大東亜会議に参加した各国首脳(帝国議事堂前にて記念撮影)。左からバー・モウ、張景恵、汪兆銘、東條英機、ワンワイタヤーコーン、ホセ・ラウレル、スバス・チャンドラ・ボース(Unknown author, Public domain, via Wikimedia Commons)

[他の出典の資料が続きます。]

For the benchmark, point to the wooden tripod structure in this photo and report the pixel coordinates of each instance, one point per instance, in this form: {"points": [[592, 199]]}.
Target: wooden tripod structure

 日本の東条英機首相、ビルマ(現ミャンマー)、満州帝国、中華民国南京政府(重慶の蒋介石に対抗し、日本の支援を受けて南京に立てられた政府)、タイ、フィリピン、自由インド仮政府の7カ国の各国代表が参加した。


戦時下の国民生活

 第一次世界大戦以降、戦争は兵隊だけではなく、国民総出で教育、文化など全てをかけて行う総力戦の時代になっていた。日本では物資、経済、産業、交通など全ての部門を政府が統制する総動員体制をとった。
 戦争による物資の不足で、暮らしの中から綿、羊毛、皮、ゴム製品などが順次姿を消した。政府は国民運動を起こし消費節約、貯蓄増強などを国民に呼びかけた。
 戦況が悪化するに従い、国内の統制はより一層厳しくなり、多くの青年男子が招集され、戦場に行ったため、労働力の不足を埋めるための、徴用が行われた。また、多数の生徒・学生が勤労動員され、未婚女性は女子挺身隊として工場で働くことになった。又大学生までも徴兵猶予が取り消され、出征していった(学徒出陣)。
 あらゆる物資が不足し、寺の鐘など民生用の金属も供出され、生活は窮乏を極めた。それでも国民は戦争の勝利を信じ、よく働き、良く戦った。戦争末期には朝鮮、台湾の人々まで徴兵や徴用が適用された。
 1944年に入ると、戦局は日本にますます不利となり、飛行機や潜航艇を使い敵に決死の攻撃をかけるようになった(特攻攻撃=飛行機による特攻を一般に神風特攻隊という)。
 1944年7月、サイパン島が陥落し、アメリカ軍はそこから日本本土を空襲し始めた。同年年末にはB29爆撃機による民間人への無差別爆撃を開始した。爆弾投下などにより、日本国民は直接戦火にさらされるようになった。子供たちは危険を避けるため、親元を離れ、地方のお寺などへ疎開した(学童疎開)。
 1945年3月アメリカ軍は東京の下町(5km✕6km)の範囲に集中して大爆撃を加え、一夜にして約10万人の市民が焼殺された。その後も日本の大中の町200以上が焼き払われ、50万人以上の国民が命を落とした。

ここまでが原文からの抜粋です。